俺が俺がと率先して協力してくれる……なんだかジンときてしまった。
ルンベルクなんてもうさっきから絹のハンカチを目に当てっぱなしだぞ。
見なかったことにして、せっかくのご馳走を味わおうとフォーを再び口に運ぶ。
米粉で作ったライスヌードルは小麦とまた違った風味を持ちこれはこれで嫌いじゃない。あっさりしていてスープの絡みも良い感じ。
ソーモン鳥のささみもこのスープによく合っている。
「ヨシュアくん。フォーを食べることができるなんて驚きだね。さすがにパクチーまでとは行かなかったようだが、これはこれで良いものだね」
「俺はパクチーが苦手だったから丁度いいよ」
ペンギンとフォーについての感想を述べあう。
パクチーが好きとか信じられない。あのこう独特の風味が口の中から鼻に抜けるのが苦手でさ。パクチーらしき緑の葉っぱが入っていたらそっと取り除いたことも懐かしい。
しかし、ペンギンは相変わらず食べ方が汚い。まき散らしまくっている。
彼は見た目こそペンギンだけどその精神は老成した紳士、いや研究者か。ペンギンだから食い散らかすのか元からこうだったのかを聞こうと思って思いとどまるを繰り返し、結局聞けていない。
「ふむ。米とはこのように加工して食べることもできるのじゃな」
「なかなか美味しいよな」
「うむ。ホウライの饅頭も悪くなかったがの」
「小麦と一緒でいろんな加工方法があるんだ。キャッサバだってそうだろ」
「そうじゃの。キャッサバの話をしておったらタピオカミルクを飲みたくなってきたのお」
「ははは。戻ったら飲むといいさ」
「そうじゃの。猫娘かエリーに頼むとするか」
喋りながらも食事の手を止めないセコイアである。
「タピオカとはネラックで親しまれている飲みものなのですかな?」
「そうです。
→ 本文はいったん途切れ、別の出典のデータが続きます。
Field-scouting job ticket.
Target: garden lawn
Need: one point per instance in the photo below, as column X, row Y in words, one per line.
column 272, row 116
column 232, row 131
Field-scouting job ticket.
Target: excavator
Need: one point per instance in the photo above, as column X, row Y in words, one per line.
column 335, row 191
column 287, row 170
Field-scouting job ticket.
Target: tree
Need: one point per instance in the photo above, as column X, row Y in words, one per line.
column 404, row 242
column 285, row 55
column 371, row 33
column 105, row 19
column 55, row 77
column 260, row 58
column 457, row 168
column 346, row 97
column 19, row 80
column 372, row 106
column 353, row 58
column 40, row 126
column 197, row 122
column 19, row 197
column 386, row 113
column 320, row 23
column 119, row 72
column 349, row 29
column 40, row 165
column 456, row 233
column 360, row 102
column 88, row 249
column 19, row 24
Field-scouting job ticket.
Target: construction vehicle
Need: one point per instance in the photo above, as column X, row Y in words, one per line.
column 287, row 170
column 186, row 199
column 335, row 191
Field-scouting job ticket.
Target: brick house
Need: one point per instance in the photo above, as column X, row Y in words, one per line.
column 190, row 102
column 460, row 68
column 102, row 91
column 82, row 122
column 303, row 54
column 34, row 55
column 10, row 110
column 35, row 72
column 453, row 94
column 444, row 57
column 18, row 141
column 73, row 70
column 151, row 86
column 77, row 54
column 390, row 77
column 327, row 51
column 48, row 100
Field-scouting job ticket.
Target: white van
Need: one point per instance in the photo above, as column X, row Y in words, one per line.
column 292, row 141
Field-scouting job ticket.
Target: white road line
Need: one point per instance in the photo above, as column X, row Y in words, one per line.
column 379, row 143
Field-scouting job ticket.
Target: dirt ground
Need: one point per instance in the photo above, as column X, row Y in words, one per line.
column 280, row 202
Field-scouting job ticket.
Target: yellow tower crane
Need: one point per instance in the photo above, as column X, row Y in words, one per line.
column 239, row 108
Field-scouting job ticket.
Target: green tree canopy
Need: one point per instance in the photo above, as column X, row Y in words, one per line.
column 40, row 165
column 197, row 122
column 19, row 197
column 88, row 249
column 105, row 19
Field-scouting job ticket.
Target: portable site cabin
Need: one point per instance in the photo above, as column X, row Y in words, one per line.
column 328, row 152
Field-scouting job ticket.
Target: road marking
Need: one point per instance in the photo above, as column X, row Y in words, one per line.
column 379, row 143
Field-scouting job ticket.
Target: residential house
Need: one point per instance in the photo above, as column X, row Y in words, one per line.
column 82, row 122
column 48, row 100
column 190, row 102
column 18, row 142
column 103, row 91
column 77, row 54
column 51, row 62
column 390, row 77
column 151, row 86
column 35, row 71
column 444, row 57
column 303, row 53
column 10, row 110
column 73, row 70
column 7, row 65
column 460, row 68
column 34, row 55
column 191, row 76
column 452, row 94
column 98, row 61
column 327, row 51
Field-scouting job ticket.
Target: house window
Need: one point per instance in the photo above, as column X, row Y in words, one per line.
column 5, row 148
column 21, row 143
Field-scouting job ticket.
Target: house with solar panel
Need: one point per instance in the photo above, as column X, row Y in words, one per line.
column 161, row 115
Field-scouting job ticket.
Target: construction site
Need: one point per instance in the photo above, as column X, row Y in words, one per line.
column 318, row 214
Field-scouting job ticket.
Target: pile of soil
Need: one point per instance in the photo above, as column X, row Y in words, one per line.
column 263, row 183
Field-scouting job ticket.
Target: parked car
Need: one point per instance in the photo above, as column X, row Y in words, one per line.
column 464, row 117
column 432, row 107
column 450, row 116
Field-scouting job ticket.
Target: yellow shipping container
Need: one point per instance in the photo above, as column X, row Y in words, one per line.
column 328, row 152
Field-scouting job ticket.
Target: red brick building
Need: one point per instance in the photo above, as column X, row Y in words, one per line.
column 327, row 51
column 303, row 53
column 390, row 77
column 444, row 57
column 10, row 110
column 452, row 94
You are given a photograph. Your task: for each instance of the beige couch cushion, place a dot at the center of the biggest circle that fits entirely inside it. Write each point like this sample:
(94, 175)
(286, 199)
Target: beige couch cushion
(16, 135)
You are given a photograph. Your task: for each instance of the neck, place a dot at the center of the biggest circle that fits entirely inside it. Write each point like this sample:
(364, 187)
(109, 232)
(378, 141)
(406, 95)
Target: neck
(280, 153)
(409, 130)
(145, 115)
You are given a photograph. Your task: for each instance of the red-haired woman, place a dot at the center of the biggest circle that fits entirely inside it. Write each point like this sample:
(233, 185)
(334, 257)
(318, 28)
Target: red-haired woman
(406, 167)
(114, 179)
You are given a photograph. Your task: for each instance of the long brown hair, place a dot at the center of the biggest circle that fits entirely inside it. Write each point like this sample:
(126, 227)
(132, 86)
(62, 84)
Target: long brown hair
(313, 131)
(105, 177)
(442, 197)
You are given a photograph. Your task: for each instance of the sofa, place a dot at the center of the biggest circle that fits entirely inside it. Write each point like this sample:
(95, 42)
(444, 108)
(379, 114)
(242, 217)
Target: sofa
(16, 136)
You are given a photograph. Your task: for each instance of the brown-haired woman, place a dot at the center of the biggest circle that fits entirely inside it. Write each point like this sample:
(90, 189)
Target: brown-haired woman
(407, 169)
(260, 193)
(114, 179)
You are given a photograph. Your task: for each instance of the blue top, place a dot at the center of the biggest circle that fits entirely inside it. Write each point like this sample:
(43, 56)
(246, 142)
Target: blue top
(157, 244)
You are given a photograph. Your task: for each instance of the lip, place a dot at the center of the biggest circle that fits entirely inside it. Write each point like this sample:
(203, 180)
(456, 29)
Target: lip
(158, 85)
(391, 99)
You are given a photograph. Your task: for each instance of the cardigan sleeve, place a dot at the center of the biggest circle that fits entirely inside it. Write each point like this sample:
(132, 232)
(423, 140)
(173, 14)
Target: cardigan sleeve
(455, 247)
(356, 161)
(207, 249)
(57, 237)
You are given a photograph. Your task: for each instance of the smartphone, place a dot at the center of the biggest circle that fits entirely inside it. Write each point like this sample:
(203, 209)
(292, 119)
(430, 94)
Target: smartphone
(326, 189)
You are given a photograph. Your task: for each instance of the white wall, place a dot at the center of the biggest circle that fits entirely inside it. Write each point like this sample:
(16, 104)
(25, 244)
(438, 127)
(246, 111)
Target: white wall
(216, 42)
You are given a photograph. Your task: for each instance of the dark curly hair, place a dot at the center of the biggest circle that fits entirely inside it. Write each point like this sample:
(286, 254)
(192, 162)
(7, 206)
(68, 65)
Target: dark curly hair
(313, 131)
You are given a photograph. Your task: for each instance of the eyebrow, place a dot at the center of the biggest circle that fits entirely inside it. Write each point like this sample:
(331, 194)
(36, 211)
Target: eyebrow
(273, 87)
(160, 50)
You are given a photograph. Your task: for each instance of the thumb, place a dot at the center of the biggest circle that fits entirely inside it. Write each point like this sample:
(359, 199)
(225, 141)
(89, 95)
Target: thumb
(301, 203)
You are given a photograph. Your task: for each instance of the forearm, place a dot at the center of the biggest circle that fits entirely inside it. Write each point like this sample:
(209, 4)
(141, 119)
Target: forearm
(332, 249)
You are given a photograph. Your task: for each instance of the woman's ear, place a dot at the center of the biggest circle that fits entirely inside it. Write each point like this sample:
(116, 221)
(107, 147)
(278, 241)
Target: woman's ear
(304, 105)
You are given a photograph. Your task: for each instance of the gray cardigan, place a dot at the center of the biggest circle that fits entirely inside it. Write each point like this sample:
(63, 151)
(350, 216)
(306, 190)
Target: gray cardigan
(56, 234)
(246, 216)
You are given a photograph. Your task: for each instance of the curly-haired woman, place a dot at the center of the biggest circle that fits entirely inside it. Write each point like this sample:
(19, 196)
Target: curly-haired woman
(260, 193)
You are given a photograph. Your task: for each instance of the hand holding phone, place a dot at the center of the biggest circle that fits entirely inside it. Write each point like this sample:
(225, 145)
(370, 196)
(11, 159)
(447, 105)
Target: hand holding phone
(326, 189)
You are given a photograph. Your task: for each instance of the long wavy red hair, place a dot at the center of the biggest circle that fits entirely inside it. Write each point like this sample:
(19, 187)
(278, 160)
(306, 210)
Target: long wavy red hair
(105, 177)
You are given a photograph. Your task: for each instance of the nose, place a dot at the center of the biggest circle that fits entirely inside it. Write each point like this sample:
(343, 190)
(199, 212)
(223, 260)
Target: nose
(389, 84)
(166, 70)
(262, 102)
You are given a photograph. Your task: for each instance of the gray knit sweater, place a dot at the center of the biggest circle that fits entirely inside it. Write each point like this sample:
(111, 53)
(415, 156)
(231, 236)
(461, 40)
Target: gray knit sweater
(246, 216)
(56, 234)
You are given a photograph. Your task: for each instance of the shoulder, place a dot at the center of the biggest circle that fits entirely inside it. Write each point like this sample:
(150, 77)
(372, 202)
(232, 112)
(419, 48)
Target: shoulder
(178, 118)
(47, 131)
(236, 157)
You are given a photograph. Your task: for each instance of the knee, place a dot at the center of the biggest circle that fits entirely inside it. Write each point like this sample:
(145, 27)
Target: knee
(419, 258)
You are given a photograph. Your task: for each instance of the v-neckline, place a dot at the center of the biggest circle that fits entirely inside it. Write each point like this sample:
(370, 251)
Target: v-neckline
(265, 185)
多少は持ってきていたかもしれない。シャル。どうだっけ?」
問いかけるワーンベイダーに少し待ってもらって、頼りになるシャルロッテへ聞いてみた。
対する彼女はピンと背筋を伸ばし淀みなく答える。
「あと六杯分ございます。すぐに持ってくるでありますか?」
「頂けるのですか!? 貴重なものでは?」
「いえ、ネラックではありふれたものになりつつあります。ネラックにお越しの際は是非、他のキャッサバ料理も試してみてください」
「では、お言葉に甘えてお見送りの際に頂いてもよろしいでしょうか」
「もちろんです」
見えてないけど尻尾をパタパタと振ってそうなワーンベイダーに快く了承の意を示す。
楽しい食事会はあっという間に終わり、なんとお土産に乾燥させたライスヌードルを持たせてくれた。
タピオカよりこちらの方が断然高級品だよな。なんせ犬族の一部の部族から取り寄せたものなのだろうから。
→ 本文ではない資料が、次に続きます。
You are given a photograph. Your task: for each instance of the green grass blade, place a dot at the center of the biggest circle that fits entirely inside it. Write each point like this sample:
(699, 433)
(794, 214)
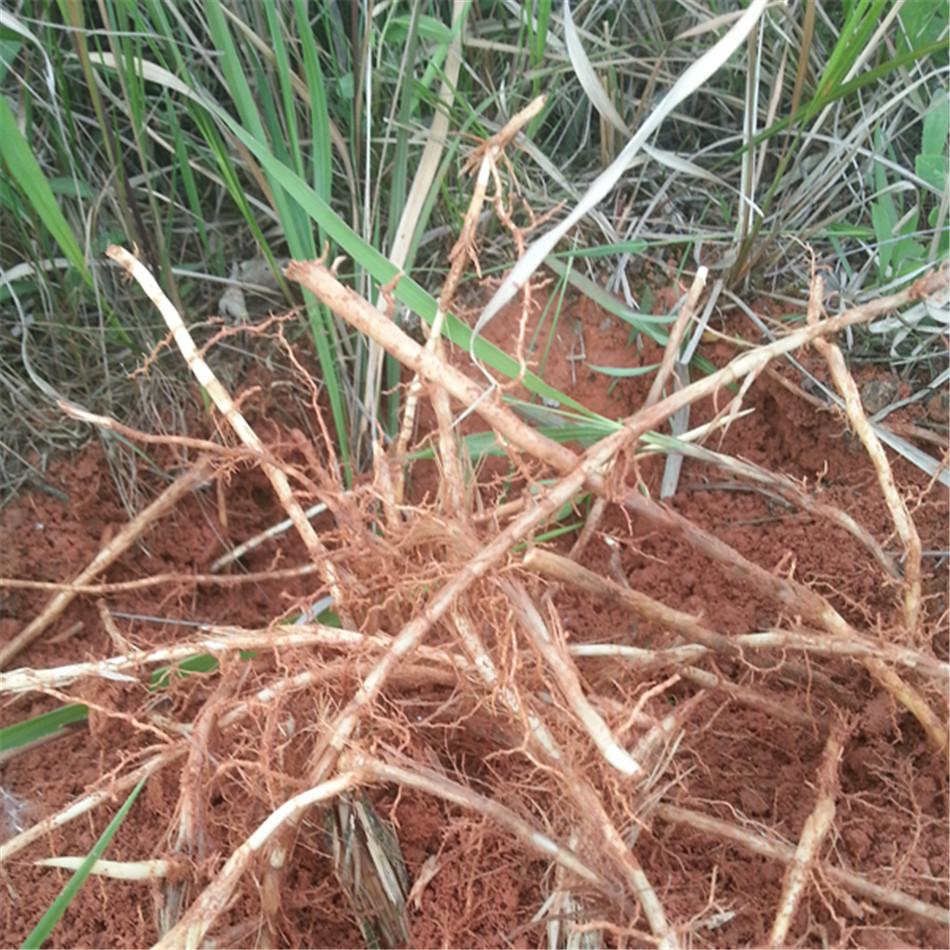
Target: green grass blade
(26, 172)
(40, 933)
(42, 726)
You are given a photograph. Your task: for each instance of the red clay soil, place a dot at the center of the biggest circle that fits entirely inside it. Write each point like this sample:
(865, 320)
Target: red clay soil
(733, 762)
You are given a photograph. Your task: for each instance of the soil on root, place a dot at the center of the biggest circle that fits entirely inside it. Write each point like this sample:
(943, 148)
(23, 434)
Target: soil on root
(732, 762)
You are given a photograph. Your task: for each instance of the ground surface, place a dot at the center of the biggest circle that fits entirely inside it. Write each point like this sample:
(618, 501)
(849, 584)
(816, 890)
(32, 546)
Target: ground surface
(733, 762)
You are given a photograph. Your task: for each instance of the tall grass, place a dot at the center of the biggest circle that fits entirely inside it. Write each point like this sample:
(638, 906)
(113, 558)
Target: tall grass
(208, 134)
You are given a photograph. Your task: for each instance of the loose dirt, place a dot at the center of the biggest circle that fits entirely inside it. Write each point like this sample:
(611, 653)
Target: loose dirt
(731, 762)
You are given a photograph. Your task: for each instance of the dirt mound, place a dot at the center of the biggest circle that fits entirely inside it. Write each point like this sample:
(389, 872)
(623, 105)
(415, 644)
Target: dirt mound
(503, 756)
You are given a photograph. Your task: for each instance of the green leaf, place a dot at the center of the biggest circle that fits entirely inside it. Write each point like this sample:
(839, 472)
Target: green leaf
(51, 918)
(26, 172)
(39, 727)
(428, 27)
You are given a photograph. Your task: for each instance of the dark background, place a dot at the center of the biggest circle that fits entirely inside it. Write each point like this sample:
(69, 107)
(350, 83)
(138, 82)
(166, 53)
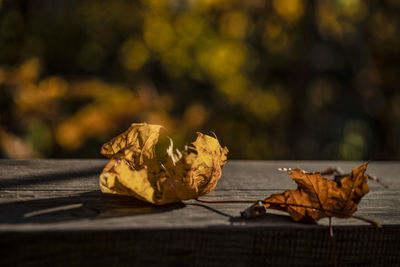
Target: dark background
(283, 79)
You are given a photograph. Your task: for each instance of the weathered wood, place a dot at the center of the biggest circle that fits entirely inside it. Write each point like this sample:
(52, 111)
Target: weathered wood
(52, 213)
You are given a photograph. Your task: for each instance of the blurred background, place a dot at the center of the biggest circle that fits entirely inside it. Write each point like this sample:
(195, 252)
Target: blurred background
(279, 79)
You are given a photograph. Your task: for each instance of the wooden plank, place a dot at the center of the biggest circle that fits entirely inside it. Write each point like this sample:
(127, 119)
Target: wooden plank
(52, 213)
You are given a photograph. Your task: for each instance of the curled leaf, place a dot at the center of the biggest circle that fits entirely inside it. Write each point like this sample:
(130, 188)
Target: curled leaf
(317, 197)
(135, 170)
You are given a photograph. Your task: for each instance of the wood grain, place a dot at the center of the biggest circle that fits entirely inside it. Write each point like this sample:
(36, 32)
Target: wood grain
(52, 213)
次回バーデンバルデンに来る際にはタピオカをわんさか持ってこよう。
ワーンベイダーにネラックにお越しの何てことは言ったけど、バーデンバルデンからネラックまで地上から行くとなると相当時間がかかる。
まず公国側に出てから公都ローゼンハイムまで馬車で進み、そこから魔道機車に乗りようやくネラックだ。
立場もあるワーンベイダーがおいそれと行ける距離じゃあないよな。
そんなこんなでイゼナを乗せた飛行船はいよいよネラックに向かう。